Mehrfache Überschwemmungen in den letzten Jahrtausenden
Wie die im Umfeld von Olympia erfassten Sedimentabfolgen nahelegen, hat sich ein solches Szenario während der letzten 7.000 Jahre mehrfach wiederholt. Bei einem der jüngeren Ereignisse im 6. Jahrhundert n.Chr. erfolgte dann die Zerstörung und Überdeckung Olympias. Für die Olympia-Tsunami-Hypothese spricht auch, dass sowohl auf der meerzugewandten Seite des Hügelzugs als auch in Olympia identische Hochenergiesedimente gefunden wurden. „Die Ablagerungen um Olympia haben dieselbe Signatur wie die Tsunamite im vorgelagerten Alpheios-Tal“, so Vött. Ein Erdbeben scheidet für ihn als Ursache aus. Denn dann müssten die umgestürzten Säulentrommeln des Zeus-Tempels direkt aufeinanderliegen, tatsächlich „schwimmen“ sie aber im Sediment.
Sämtliche sedimentologischen, geochemischen, geomorphologischen und geoarchäologischen Befunde unterstützen die neue, sensationelle Olympia- Tsunami-Hypothese. Detaillierte faunistische Analysen zur Artenzusammensetzung, zur Herkunft und zum Alter von Kleinstlebewesen sowie Altersbestimmungen der Sedimente werden derzeit durchgeführt, so dass auch diese Ergebnisse bald vorliegen werden.

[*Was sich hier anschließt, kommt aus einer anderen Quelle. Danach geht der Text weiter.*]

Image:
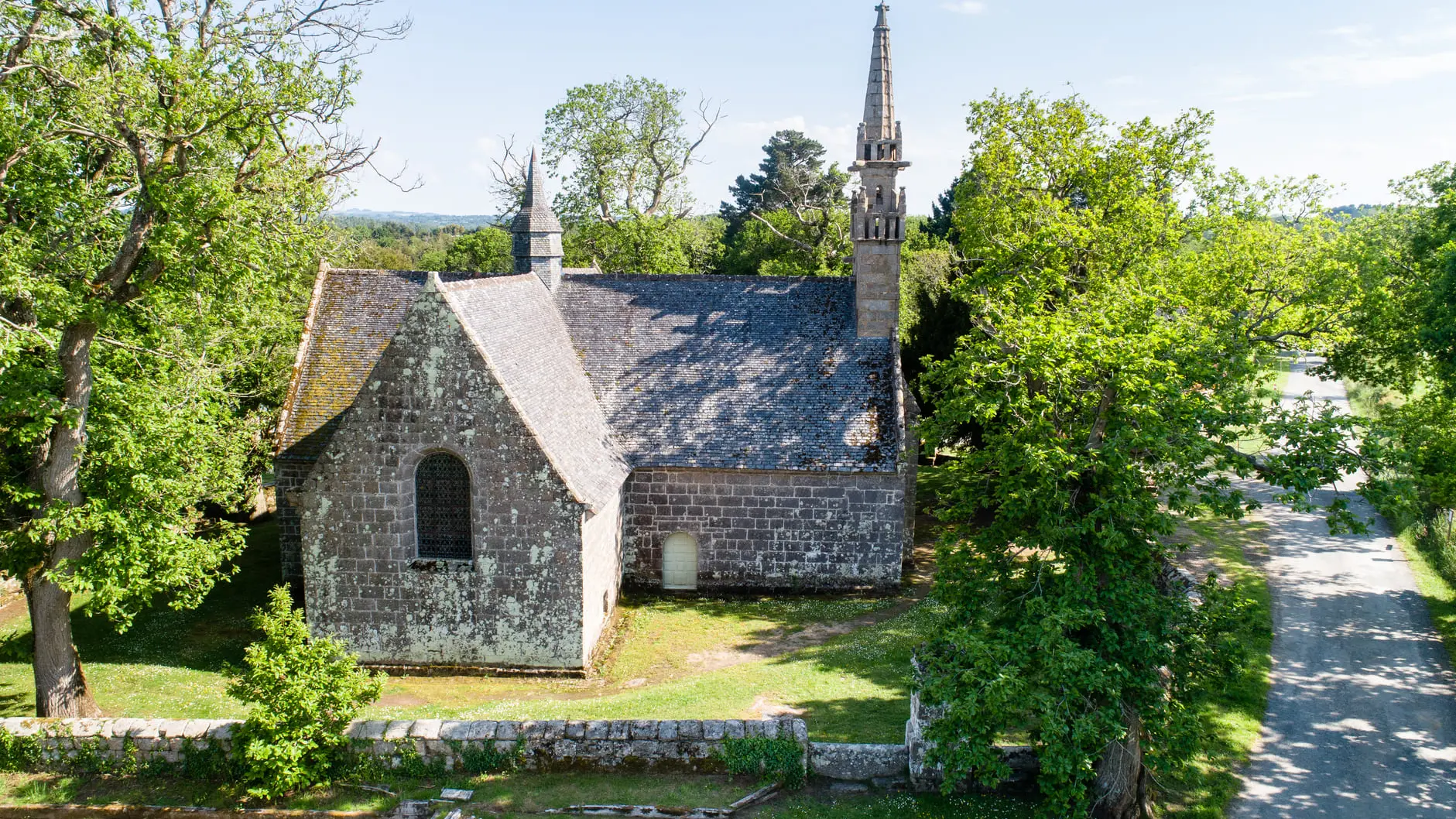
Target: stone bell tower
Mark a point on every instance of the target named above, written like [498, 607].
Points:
[879, 209]
[536, 232]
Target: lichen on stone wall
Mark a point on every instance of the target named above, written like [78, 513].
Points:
[519, 602]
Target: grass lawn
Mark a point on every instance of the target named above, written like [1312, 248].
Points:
[1441, 596]
[844, 662]
[1231, 716]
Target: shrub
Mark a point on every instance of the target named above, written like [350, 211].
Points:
[303, 693]
[488, 759]
[770, 759]
[19, 752]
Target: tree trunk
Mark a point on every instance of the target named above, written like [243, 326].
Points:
[1120, 790]
[60, 687]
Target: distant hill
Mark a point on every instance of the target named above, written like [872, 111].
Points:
[355, 218]
[1356, 211]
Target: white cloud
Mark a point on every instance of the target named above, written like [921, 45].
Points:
[964, 8]
[1375, 69]
[1270, 97]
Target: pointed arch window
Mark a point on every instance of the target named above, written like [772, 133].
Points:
[443, 508]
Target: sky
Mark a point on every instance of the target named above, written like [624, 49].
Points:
[1358, 92]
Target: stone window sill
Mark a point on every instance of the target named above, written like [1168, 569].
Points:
[440, 566]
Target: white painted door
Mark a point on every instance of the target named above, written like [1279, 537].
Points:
[680, 561]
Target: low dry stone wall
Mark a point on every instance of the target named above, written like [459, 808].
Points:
[685, 745]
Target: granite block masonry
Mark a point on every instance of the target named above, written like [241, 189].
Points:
[545, 745]
[472, 465]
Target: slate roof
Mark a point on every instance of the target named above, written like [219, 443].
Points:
[517, 328]
[734, 372]
[686, 371]
[353, 318]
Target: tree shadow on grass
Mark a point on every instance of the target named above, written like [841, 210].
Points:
[201, 639]
[16, 703]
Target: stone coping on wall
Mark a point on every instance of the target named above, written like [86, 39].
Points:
[542, 744]
[605, 745]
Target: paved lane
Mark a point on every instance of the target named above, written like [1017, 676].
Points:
[1362, 716]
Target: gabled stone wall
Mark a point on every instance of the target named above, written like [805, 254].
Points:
[800, 531]
[519, 602]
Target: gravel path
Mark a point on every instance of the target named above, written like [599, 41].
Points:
[1362, 714]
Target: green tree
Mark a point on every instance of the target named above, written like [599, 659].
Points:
[1117, 348]
[654, 245]
[302, 691]
[163, 173]
[791, 216]
[482, 251]
[628, 150]
[1404, 335]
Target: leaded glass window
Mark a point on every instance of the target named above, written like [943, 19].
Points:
[443, 508]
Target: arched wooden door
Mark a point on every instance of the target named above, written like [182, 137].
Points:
[680, 561]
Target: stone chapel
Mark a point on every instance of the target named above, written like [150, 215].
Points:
[471, 467]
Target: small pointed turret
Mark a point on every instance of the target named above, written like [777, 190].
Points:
[879, 209]
[536, 231]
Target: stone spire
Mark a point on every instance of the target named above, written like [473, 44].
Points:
[536, 231]
[879, 207]
[880, 99]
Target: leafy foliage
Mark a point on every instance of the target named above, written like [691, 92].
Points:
[791, 218]
[303, 693]
[481, 251]
[163, 166]
[1404, 340]
[779, 759]
[19, 752]
[625, 150]
[654, 245]
[1115, 359]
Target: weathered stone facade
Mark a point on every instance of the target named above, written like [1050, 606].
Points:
[519, 601]
[567, 423]
[801, 531]
[546, 745]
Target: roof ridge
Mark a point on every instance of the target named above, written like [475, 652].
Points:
[577, 493]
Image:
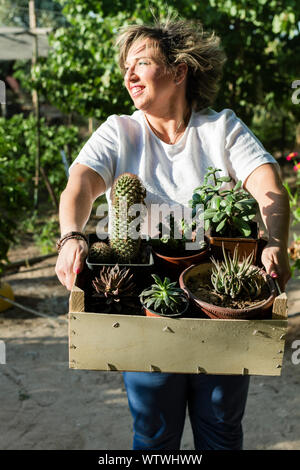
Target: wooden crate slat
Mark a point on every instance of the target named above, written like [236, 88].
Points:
[123, 342]
[185, 345]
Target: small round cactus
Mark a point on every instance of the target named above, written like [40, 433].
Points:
[101, 252]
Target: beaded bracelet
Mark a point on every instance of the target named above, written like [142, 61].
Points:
[68, 236]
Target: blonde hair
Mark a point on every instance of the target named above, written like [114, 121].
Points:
[182, 41]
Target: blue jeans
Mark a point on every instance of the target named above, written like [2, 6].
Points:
[158, 401]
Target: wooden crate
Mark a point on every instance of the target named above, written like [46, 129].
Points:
[187, 345]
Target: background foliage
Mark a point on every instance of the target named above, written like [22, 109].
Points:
[261, 40]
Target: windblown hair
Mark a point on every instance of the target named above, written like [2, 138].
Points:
[182, 41]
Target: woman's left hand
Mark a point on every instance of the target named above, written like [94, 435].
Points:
[276, 262]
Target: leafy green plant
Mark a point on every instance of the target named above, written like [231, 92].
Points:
[164, 297]
[235, 278]
[226, 212]
[17, 169]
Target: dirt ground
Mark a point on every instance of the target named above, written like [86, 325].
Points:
[46, 405]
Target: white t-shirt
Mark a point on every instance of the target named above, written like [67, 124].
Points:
[170, 173]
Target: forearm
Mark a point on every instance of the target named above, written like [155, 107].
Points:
[266, 187]
[275, 212]
[74, 210]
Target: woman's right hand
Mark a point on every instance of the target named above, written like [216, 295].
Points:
[70, 261]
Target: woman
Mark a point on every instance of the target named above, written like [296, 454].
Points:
[171, 72]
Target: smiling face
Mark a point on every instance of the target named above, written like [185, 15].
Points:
[150, 84]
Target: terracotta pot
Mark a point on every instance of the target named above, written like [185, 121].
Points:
[245, 245]
[151, 313]
[176, 264]
[260, 310]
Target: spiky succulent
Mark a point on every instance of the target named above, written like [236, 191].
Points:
[236, 278]
[164, 297]
[127, 190]
[101, 252]
[115, 287]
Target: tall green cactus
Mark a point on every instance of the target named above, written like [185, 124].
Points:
[126, 191]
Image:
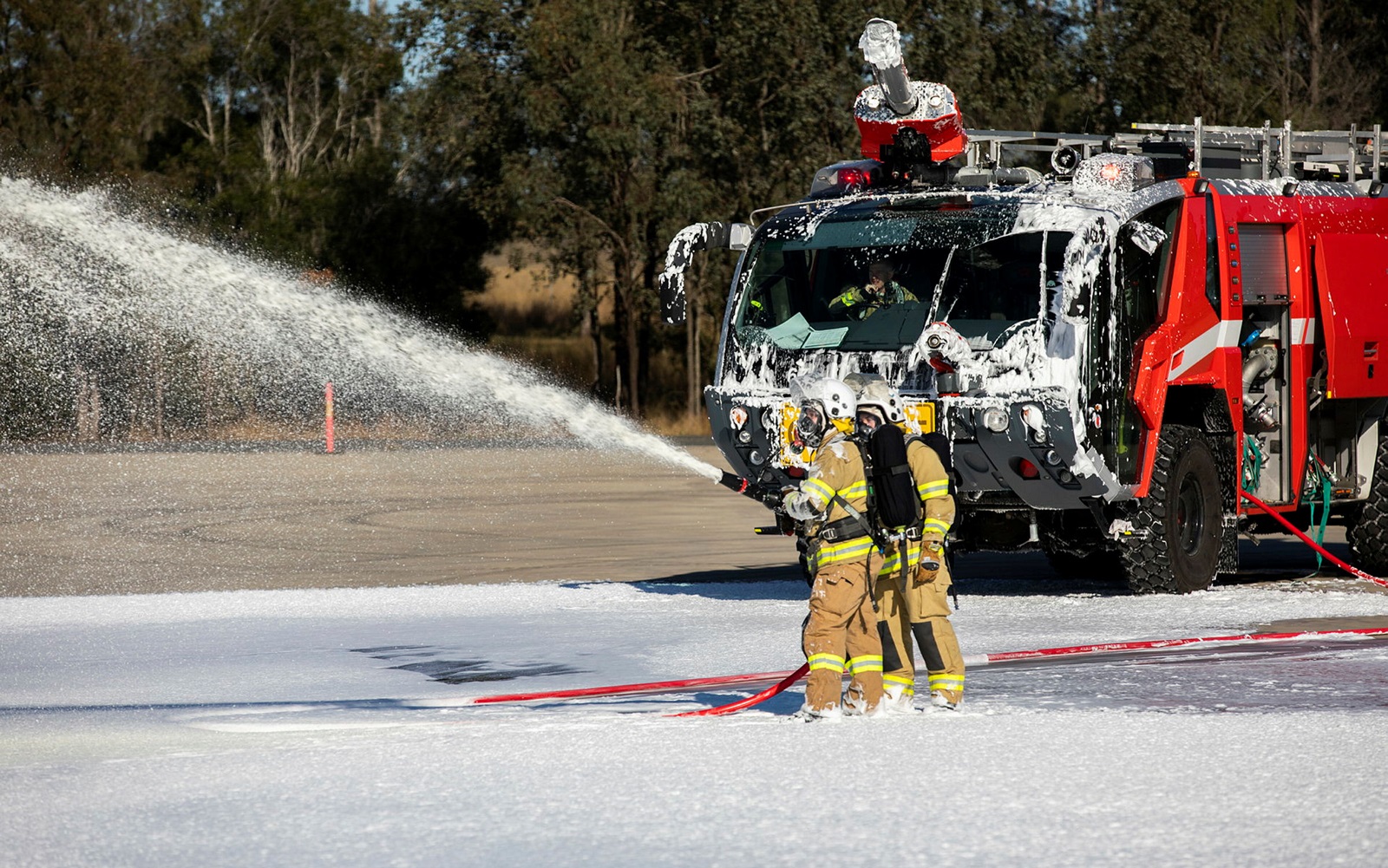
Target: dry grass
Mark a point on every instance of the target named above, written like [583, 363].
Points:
[679, 425]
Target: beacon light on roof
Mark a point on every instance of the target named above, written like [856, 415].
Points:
[1114, 173]
[844, 178]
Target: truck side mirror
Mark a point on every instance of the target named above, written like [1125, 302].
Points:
[680, 252]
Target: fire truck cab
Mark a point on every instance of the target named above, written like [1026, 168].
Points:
[1115, 349]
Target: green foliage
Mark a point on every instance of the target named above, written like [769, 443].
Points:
[397, 148]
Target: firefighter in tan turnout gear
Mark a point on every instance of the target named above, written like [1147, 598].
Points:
[841, 631]
[913, 597]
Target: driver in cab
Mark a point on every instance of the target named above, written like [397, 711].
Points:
[881, 291]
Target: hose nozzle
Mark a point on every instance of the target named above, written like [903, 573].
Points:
[739, 484]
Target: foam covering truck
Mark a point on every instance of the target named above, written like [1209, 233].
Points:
[1116, 347]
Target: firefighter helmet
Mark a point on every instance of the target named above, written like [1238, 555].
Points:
[874, 390]
[822, 401]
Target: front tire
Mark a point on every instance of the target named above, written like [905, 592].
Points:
[1177, 525]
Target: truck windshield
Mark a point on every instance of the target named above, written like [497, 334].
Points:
[874, 277]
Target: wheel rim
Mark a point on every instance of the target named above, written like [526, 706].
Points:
[1190, 515]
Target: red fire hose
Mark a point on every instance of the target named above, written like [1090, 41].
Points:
[1312, 543]
[784, 680]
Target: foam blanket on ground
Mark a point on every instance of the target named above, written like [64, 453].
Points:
[331, 728]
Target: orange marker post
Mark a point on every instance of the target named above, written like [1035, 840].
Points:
[328, 418]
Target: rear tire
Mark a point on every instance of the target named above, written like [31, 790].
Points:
[1369, 536]
[1177, 525]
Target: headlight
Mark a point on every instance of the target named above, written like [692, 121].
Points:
[996, 419]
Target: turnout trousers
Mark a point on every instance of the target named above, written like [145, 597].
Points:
[920, 613]
[841, 636]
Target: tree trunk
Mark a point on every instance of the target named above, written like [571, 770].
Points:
[88, 404]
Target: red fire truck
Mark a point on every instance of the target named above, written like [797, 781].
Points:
[1115, 349]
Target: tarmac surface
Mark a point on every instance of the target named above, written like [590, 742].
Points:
[147, 522]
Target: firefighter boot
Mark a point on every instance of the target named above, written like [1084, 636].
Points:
[897, 698]
[944, 663]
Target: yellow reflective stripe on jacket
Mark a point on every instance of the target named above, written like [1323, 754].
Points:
[933, 490]
[826, 662]
[857, 490]
[936, 525]
[837, 552]
[944, 681]
[865, 663]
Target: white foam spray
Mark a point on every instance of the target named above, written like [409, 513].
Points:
[80, 258]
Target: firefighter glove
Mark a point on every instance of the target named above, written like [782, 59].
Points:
[798, 505]
[927, 569]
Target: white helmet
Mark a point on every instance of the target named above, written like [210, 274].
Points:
[874, 390]
[821, 401]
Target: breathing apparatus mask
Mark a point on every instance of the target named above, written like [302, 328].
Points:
[809, 425]
[823, 404]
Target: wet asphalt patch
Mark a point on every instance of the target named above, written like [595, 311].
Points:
[442, 664]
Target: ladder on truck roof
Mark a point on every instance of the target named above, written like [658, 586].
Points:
[1214, 152]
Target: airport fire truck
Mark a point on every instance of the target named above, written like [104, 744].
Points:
[1116, 349]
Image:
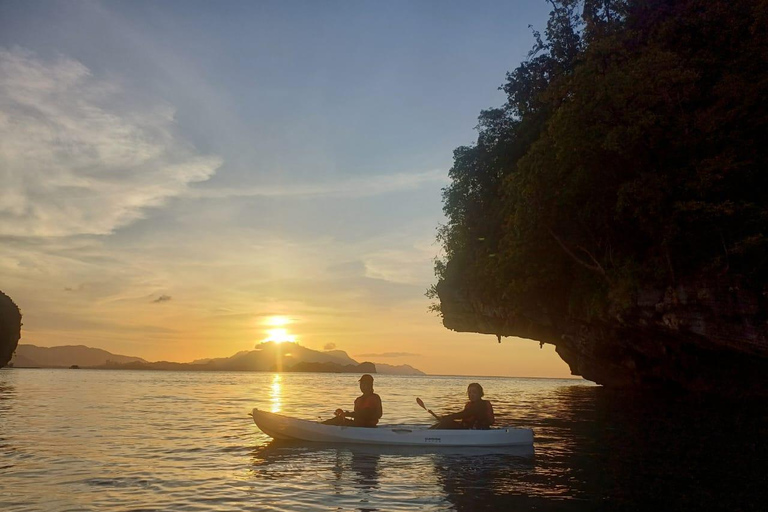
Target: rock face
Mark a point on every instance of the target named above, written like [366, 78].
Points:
[10, 328]
[707, 335]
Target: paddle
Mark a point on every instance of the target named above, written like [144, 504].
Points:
[421, 403]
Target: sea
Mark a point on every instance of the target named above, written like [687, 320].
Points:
[116, 440]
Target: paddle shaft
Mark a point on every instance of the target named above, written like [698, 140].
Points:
[421, 403]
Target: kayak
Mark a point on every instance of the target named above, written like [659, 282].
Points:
[283, 427]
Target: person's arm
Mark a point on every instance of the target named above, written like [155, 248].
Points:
[458, 415]
[369, 409]
[491, 417]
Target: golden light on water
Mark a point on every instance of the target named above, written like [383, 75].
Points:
[276, 393]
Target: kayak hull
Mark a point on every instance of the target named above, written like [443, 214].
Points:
[282, 427]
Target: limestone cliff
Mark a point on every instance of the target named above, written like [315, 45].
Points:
[702, 335]
[10, 328]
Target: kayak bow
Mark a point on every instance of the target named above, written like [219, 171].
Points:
[278, 426]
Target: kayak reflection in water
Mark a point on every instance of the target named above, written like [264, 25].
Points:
[367, 408]
[477, 413]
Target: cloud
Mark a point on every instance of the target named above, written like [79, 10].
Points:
[350, 187]
[78, 155]
[389, 354]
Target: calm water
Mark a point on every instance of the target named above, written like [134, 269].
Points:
[123, 440]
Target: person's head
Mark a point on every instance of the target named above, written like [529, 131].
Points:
[366, 383]
[475, 392]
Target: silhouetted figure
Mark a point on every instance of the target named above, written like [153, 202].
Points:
[477, 413]
[367, 408]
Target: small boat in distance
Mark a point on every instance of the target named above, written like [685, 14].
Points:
[278, 426]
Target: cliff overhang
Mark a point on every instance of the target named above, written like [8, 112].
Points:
[702, 335]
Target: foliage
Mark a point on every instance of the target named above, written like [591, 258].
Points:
[10, 328]
[628, 152]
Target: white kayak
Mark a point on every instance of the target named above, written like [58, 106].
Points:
[278, 426]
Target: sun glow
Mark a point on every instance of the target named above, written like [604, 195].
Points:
[278, 333]
[279, 336]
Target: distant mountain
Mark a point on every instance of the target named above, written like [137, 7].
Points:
[65, 356]
[333, 368]
[265, 357]
[402, 369]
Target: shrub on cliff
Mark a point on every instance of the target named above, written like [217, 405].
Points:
[10, 328]
[628, 152]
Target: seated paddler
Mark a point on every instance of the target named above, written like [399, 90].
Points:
[367, 410]
[477, 413]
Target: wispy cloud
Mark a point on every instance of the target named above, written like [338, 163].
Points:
[389, 354]
[349, 187]
[78, 155]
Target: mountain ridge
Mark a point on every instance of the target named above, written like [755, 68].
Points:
[268, 356]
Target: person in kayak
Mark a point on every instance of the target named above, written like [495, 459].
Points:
[477, 413]
[367, 410]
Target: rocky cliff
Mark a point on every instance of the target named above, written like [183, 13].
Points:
[706, 335]
[10, 328]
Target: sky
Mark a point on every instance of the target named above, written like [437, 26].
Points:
[185, 179]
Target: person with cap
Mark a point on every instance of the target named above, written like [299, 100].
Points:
[367, 410]
[477, 413]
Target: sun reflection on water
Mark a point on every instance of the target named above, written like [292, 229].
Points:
[276, 393]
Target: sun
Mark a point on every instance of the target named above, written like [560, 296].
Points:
[278, 333]
[279, 336]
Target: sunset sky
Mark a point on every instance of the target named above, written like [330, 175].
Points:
[178, 178]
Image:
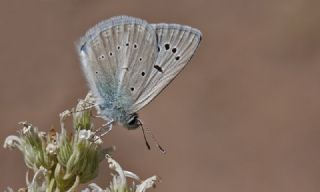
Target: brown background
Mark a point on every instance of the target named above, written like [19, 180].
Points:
[243, 116]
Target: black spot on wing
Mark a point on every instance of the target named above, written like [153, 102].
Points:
[157, 67]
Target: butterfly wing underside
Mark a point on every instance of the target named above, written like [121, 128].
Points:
[116, 55]
[176, 46]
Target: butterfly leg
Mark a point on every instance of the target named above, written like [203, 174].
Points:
[106, 128]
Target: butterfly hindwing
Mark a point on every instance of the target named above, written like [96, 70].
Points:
[115, 55]
[176, 45]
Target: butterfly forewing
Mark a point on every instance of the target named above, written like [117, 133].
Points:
[176, 45]
[116, 55]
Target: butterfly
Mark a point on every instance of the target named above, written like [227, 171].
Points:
[128, 62]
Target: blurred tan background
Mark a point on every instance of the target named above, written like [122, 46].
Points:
[243, 116]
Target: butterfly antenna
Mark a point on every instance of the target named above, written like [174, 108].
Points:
[153, 138]
[144, 136]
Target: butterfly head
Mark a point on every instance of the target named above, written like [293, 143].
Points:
[132, 121]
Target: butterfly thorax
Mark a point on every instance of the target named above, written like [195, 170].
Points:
[116, 112]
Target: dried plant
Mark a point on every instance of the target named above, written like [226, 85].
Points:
[60, 161]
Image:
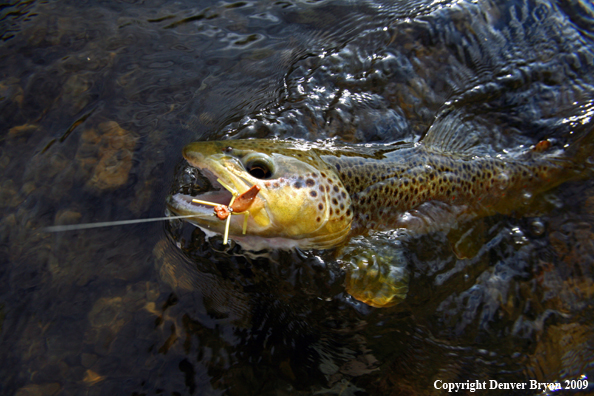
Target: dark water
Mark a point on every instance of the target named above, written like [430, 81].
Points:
[97, 98]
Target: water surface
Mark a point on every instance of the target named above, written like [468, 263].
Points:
[97, 99]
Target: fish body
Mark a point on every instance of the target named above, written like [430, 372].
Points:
[315, 197]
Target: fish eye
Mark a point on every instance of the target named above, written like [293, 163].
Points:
[259, 166]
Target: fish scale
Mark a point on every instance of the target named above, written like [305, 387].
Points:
[383, 189]
[317, 196]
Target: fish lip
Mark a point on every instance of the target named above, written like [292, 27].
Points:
[183, 204]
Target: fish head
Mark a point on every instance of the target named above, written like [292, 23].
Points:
[301, 200]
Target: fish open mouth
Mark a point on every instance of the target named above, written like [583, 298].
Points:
[183, 204]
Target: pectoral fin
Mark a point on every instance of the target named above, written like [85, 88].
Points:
[376, 270]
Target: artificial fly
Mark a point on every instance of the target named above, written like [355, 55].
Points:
[239, 205]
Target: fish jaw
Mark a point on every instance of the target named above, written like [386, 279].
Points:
[293, 206]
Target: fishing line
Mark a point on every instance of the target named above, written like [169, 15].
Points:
[74, 227]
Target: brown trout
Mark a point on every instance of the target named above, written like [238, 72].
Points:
[317, 196]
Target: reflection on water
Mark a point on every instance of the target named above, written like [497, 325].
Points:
[98, 98]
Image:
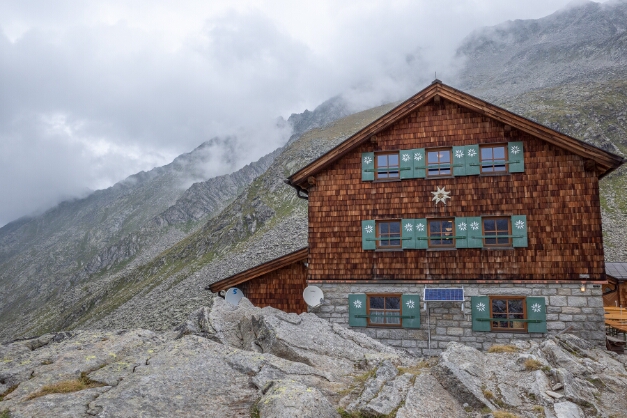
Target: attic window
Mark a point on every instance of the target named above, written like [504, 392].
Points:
[493, 158]
[499, 228]
[389, 234]
[387, 166]
[441, 232]
[439, 162]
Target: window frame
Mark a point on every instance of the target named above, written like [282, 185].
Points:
[436, 246]
[379, 242]
[428, 164]
[508, 328]
[509, 232]
[390, 169]
[493, 160]
[385, 295]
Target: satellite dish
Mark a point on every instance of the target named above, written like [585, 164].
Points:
[313, 296]
[233, 296]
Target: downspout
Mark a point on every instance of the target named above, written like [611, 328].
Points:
[299, 190]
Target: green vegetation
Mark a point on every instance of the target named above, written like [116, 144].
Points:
[66, 386]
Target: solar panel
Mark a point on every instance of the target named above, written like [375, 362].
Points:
[448, 295]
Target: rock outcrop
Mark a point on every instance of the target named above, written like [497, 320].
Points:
[241, 361]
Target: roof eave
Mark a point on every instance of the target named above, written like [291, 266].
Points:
[260, 270]
[607, 161]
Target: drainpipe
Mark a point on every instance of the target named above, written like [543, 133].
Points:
[299, 190]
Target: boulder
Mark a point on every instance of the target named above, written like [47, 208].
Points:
[428, 399]
[288, 399]
[568, 410]
[460, 371]
[390, 397]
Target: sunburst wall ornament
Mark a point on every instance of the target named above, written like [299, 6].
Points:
[440, 195]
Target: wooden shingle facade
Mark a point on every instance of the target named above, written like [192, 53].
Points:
[447, 191]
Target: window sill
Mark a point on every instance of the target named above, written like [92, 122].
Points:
[386, 180]
[519, 331]
[494, 174]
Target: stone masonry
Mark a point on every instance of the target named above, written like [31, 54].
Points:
[567, 307]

Mittelmeer-Tsunamis keine Seltenheit
Tsunamis sind im östlichen Mittelmeer ausgesprochen häufig, was hauptsächlich an der hohen seismischen Aktivität entlang des Hellenischen Bogens liegt. Hier schiebt sich die afrikanische Platte unter die eurasische Platte und löst dadurch immer wieder starke Erdbeben mit darauffolgenden Tsunamis aus. Der letzte Riesentsunami im Mittelmeer verwüstete 1908 nach einem Beben in der Straße von Messina (Süditalien) die angrenzenden Küstenregionen, über 100.000 Menschen starben. In der südlichen Ägäis wurde 1956 eine 30 Meter hohe Welle verzeichnet. „Die Auswertung historischer Kataloge hat ergeben, dass sich in Westgriechenland im Durchschnitt alle acht bis elf Jahre ein Tsunami ereignet“, so Vött.